Pier in Marion Harbor Approved

A special permit for a pier extending 253 feet into Marion Harbor at 203 Front Street was approved unanimously at the Marion Planning Board’s meeting on Tuesday evening.

A zoning bylaw change approved at the May 2011 Town Meeting led the way for the pier proposal by David and Linda Nielson. David Davignon addressed the Board and said that the design of the 4-foot wide pier required much detail due to an eel grass meadow which requires sunlight to survive.

The pier will begin at the lawn of the home, which currently has a vertical stone sea wall that was built many decades ago. The deck of the pier would allow sufficient sunlight to the eel grass meadow below.

The gangway will consist of two floats which will have chains and pilings at or above the pier itself in order to avoid pulling them out in the winter.

Chairman Jay Ryder asked about the floats, noting that he hadn’t heard about the possibility of leaving the floats in during the winter. Davignon said that the technology is new and gave two local examples of the same type of float that have been installed in other waterfront towns.

The project has undergone extensive review by the Army Corps of Engineers and Conservation Commission and has garnered approvals by the Marion Harbormaster and the Shellfish Officer.

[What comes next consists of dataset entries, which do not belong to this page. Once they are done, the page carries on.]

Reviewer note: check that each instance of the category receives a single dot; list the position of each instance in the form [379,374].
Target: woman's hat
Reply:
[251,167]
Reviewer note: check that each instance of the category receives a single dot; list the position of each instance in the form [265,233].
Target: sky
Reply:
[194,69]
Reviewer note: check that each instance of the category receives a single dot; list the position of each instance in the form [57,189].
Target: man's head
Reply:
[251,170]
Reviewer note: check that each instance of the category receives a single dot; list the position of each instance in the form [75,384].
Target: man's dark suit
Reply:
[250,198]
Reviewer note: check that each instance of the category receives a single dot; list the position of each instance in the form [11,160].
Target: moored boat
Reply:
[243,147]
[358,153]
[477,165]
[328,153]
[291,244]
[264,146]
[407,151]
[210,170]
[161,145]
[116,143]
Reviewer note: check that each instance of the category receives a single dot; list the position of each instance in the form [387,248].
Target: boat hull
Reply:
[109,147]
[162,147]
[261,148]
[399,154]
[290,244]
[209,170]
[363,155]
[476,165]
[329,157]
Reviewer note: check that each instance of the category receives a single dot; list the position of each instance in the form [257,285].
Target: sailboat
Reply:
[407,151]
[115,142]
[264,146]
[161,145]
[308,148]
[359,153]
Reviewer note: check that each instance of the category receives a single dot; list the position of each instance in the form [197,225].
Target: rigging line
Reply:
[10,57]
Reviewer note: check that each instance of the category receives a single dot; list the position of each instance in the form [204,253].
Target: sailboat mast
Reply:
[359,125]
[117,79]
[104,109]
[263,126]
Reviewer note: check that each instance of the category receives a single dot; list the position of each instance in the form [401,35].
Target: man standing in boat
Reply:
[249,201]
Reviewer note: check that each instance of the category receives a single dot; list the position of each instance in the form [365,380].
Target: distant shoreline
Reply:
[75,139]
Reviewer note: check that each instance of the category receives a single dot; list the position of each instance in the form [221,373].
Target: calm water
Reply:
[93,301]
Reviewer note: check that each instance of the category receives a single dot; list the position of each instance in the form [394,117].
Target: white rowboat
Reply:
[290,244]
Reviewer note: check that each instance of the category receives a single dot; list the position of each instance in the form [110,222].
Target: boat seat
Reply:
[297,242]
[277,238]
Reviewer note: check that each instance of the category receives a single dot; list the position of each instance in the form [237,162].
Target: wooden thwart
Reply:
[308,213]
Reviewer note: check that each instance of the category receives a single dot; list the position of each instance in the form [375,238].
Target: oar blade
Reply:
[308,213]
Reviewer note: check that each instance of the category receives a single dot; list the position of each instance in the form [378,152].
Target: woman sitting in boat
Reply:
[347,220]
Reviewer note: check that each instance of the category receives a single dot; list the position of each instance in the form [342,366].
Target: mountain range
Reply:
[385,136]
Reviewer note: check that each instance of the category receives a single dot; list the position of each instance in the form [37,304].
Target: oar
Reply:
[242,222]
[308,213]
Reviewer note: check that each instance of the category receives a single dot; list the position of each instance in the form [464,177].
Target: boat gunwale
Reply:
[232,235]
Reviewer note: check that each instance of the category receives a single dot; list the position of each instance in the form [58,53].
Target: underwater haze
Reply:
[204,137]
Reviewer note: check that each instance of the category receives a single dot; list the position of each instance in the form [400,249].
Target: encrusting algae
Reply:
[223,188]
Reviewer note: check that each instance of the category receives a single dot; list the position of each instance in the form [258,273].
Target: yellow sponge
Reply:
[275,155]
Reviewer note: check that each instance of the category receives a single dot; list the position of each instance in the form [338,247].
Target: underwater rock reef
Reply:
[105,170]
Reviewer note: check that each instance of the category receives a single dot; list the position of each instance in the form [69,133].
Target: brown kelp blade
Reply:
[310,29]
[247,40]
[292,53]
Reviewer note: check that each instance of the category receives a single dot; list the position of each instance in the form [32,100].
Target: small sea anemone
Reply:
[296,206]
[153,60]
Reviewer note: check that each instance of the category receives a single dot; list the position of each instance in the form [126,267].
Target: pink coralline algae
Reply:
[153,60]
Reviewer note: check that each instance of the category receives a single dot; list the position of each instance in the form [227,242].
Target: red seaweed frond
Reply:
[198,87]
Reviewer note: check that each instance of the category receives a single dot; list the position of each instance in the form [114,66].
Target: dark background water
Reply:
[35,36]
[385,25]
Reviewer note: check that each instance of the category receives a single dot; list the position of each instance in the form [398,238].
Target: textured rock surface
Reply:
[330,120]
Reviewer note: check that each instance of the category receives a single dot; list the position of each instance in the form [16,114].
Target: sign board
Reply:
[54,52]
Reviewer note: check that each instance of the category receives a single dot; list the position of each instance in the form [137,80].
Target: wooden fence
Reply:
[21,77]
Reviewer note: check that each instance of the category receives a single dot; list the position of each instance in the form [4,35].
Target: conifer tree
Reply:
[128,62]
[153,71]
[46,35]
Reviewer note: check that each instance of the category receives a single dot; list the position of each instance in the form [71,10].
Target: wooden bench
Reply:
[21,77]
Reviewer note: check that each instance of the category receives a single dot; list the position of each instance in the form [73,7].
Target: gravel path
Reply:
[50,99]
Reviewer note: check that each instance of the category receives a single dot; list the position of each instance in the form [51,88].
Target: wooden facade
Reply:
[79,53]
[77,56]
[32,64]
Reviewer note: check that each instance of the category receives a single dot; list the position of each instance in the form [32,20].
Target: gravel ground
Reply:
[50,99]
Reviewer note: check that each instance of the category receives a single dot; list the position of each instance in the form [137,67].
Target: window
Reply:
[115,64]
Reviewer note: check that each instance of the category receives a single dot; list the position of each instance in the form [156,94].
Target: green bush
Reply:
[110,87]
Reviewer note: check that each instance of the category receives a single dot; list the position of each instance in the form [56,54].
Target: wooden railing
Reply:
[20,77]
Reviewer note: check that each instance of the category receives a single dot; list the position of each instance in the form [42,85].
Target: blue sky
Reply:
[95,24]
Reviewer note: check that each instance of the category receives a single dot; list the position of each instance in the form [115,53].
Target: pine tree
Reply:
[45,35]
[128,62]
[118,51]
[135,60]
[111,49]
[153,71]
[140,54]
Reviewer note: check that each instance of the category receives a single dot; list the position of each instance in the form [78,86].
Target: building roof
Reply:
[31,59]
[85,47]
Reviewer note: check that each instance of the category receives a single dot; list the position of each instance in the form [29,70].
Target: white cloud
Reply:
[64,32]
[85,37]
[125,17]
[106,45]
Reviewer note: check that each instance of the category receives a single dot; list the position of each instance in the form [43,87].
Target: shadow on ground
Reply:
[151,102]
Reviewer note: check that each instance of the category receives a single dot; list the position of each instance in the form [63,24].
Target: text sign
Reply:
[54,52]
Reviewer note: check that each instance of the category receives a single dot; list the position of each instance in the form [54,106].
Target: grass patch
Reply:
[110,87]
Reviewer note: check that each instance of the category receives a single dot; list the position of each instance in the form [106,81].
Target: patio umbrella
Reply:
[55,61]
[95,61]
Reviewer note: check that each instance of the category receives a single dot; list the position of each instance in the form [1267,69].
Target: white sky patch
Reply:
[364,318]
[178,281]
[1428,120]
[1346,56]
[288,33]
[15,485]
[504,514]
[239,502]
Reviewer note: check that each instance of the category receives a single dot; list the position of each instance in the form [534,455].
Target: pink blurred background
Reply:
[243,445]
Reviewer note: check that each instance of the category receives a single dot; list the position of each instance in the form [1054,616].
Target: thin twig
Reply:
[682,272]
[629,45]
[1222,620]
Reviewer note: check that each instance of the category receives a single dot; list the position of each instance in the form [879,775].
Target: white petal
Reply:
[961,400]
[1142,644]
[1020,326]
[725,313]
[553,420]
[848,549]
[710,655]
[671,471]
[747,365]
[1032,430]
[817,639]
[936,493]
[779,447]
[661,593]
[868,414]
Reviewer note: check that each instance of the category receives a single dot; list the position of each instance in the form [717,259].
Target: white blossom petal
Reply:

“I called Mike Cormier [Harbormaster] and asked him about the length,” said Ryder. “He is OK with it, that’s what I needed to hear,” said Ryder.

Construction can begin on May 1 and must end by October 15. A barge with a crane on top will be situated in the harbor and can only work two hours prior to high tide and two hours after high tide to avoid stranding issues.

In other business, Pamela Marean, a grant writer hired by the Town of Marion, addressed the Board and asked about their priorities for grants. Marean said that she was asking all boards in the town to give guidance on their needs so that she can research grants available for projects.

A lively discussion followed, with members discussing the ‘master plan’ of the overlay district which starts on Route 6 and angles into the business area of the village along Front Street.

Marean spoke about the funding now available to towns to support the SouthCoast Rail corridor, which would bring commuter train service to New Bedford. Marean implied that Marion could see some growth in population because people tend to want to live near the commuter rail into Boston.

A public hearing was held to discuss the solar bylaw that is being proposed by the Marion Energy Management Committee in conjunction with the Marion Planning Board.

Jennifer Francis and Norm Hills represented the Committee and presented a comprehensive outline of residential solar requirements. Planning Board members spoke about the possibility of a solar garden at the town dump, which prompted much discussion.

Francis noted that as part of Marion becoming a ‘Green Community,’ solar is a vital part of the initiative and a public hearing should take place so residents can learn more about the bylaw and the benefits to the town.

The Board agreed to focus on two bylaws, one on solar and the other to update the current bylaw addressing wind power.